Environment
Physical Networking
The physical environment consists of one management node and three data nodes. The management network and service network are deployed separately. The management network uses GE electrical ports for communication, and the service network uses 10GE optical ports for communication.
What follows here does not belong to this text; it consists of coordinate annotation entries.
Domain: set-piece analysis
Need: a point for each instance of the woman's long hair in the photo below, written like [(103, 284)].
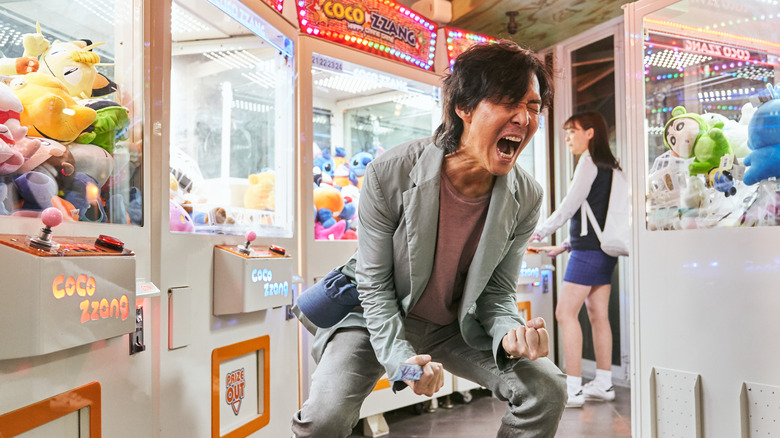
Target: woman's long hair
[(598, 146)]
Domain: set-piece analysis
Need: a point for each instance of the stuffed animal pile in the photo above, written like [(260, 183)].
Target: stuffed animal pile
[(337, 183), (59, 128), (705, 179)]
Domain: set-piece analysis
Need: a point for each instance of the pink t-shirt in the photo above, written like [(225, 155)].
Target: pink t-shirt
[(461, 220)]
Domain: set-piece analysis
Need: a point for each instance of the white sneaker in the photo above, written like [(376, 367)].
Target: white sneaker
[(593, 392), (576, 400)]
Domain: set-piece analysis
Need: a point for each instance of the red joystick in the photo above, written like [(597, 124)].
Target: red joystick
[(51, 217), (250, 237)]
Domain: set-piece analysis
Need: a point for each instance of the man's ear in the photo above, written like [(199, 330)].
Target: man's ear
[(463, 114)]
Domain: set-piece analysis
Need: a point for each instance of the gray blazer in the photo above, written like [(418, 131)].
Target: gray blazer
[(399, 210)]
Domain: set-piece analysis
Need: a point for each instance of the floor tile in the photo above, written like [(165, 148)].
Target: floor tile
[(482, 416)]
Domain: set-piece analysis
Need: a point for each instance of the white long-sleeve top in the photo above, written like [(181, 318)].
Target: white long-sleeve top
[(582, 181)]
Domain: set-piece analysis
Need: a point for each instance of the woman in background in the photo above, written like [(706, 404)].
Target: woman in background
[(589, 272)]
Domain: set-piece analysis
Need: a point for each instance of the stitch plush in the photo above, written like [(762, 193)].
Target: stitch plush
[(688, 135), (764, 140)]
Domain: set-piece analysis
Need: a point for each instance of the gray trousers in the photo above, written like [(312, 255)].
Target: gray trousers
[(535, 391)]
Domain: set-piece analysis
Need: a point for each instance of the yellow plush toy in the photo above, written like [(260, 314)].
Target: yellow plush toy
[(72, 62), (260, 193), (49, 110)]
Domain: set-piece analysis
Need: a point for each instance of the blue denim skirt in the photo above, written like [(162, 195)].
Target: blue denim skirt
[(590, 268)]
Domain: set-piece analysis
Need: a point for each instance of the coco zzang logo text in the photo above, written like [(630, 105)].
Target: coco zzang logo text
[(92, 308)]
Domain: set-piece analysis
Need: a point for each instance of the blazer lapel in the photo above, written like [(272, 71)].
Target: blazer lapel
[(498, 229), (421, 207)]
Figure 1 shows the networking diagram.
Hardware requirements
Table 1 lists the hardware requirements.
|
Item |
Description |
|---|---|
|
Processor |
Kunpeng 920 5220 |
|
Memory size |
384 GB (12 x 32 GB) |
|
Memory frequency |
2666 MHz |
|
Network |
10GE for the service network and GE for the management network |
|
Drive |
System drive: 1 x RAID 0 (1 x 1.2 TB SAS HDD) Data drive: 12 x RAID 0 (1 x 4 TB SATA HDD) |
|
RAID Controller Card |
LSI SAS3508 |
OS and Software Requirements
Table 2 lists the OS and software requirements.
|
Item |
Description |
|---|---|
|
OS |
openEuler 20.03 LTS SP1 |
|
JDK |
BiSheng JDK 1.8.0_262 |
|
ZooKeeper |
3.6.2 |
|
Hadoop |
3.1.1 |
|
Spark |
Spark 2.3.2, Spark 2.4.5, Spark 2.4.6, or Spark 3.1.1 |
- The machine learning algorithm library supports Spark 2.3.2, Spark 2.4.5, and Spark 2.4.6, and provides the same APIs as the native algorithm library.
- The algorithm library is compatible with Spark 3.1.1, but limited to the following algorithms: ALS, LDA, KNN, PrefixSpan, DBSCAN, Word2Vec, Decision Tree, DTB, Random Forest, and GBDT.
- Spark 2.4.5 and Spark 2.4.6 use the JAR package of Spark 2.4.6.
- It can also be adapted to 2.X and 3.X.